Two years ago, Lattit’s farms were arid wasteland and its villagers refugees. Now, thanks to a new earthen dam, green fields stretch into the distance, producing food for sale and to feed hundreds of families who have returned. The returning families are reason for hope in a poor and violence-racked corner of Sudan, and perhaps for other trouble spots in a troubled country.
Most important, villagers say, they — not aid agencies — made it happen, at one point bargaining with a road crew for use of a bulldozer to build the dam.
“Aid comes in the morning and is consumed by evening,” said Sheik Ali Mussah Hammid, the village headman. But projects led by the community, he thinks, can last a lifetime.
“There is no way to compare the two, no way,” he said.
Successive years of drought had devastated this region in the 1980s, forcing thousands of families to leave in search of jobs in cities such as Port Sudan, the hub of the region that is home to the Beja ethnic group.
Fighting in the neighborhood as Eritrea struggled for independence from Ethiopia displaced even more people and further strained scarce resources.
The Beja rebelled in 1989, complaining the region was neglected. Their war has seen little large-scale violence, but has been troubling for a government fighting insurgents in southern Sudan and in the western region of Darfur. The 21-year southern war ended with a January peace accord, but fighting in Darfur continues, as does the Beja rebellion, at a much lower level.
Meanwhile, war drove out nearly all of Lattit’s 500 or so families.
Men left their fields and cattle for low-paying jobs as dockworkers or janitors. Government officials and U.N. studies say almost all the estimated 700,000 people in the Port Sudan region live on less than $1 a day.
Abdullah Issa, a Lattit community leader, said the rehabilitation of this village 140 miles west of Port Sudan started with Sheik Mohamed Tahir, a villager who came back from the city with an education. He proposed damming a creek that runs near Lattit only during the rainy season. A dam would hold water for a few weeks — long enough to soak the land and ready it for cultivation.
A road crew happened to be working in the area, so the villagers offered their well water in exchange for a few weeks’ use of a bulldozer.
Once the dam was complete, villagers in need of tools and seeds approached a U.N. program that offers small loans for projects designed by villagers, such as buying cows or starting a grain mill. U.N. experts advise villagers on how to manage the loans and projects, and loan repayments fund more projects.
“Marginalization and poverty breed conflicts,” said Heba El-Kholy, head of the U.N. development program in Sudan. “Our work … is part of our conflict-prevention strategy.”
The first growing season on Lattit’s reclaimed farmland was a success. Family incomes from selling vegetables were 10 times what they had been from menial jobs in the cities.
The first year, almost every family that had moved away sent at least one member back to work Lattit’s fields. In the second year, entire families came back, and two years later, 90 percent are back, said Sheik Hammid, the headman. “This is a wonder. We hadn’t realized that miracles could happen.”

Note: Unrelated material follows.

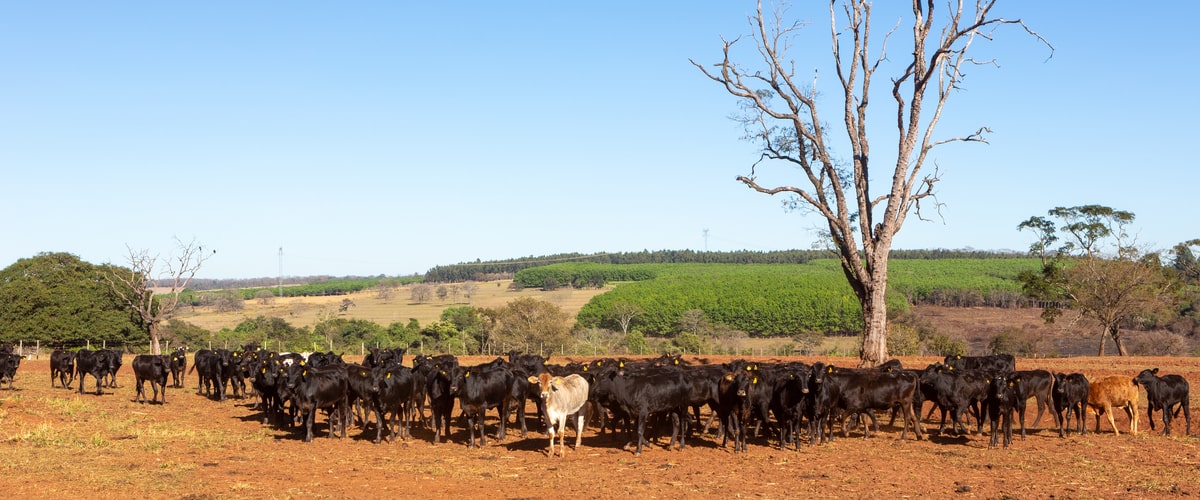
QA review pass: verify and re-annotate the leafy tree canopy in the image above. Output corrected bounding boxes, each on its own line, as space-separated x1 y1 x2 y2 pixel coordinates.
0 253 148 343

Sheik Mohamadin Issa Adam said that working as a laborer, deckhand and janitor in Port Sudan often didn’t earn enough to feed his family in the city and that he had to take his children out of school. He was so desperate, he says, “We would have joined anybody, even the rebels.”
Now back in Lattit, he boasts of the 40 sacks of sorghum he harvested his first season, along with vegetables and watermelon. His seven children are studying again.
“Working for someone else cannot be compared to working for yourself, being your own master,” Sheik Adam said.
He gestured at his feet as if writing in the sand, the Beja equivalent of swearing on a Bible, and said:
“This is the best thing that has happened to us in the last 20 years.”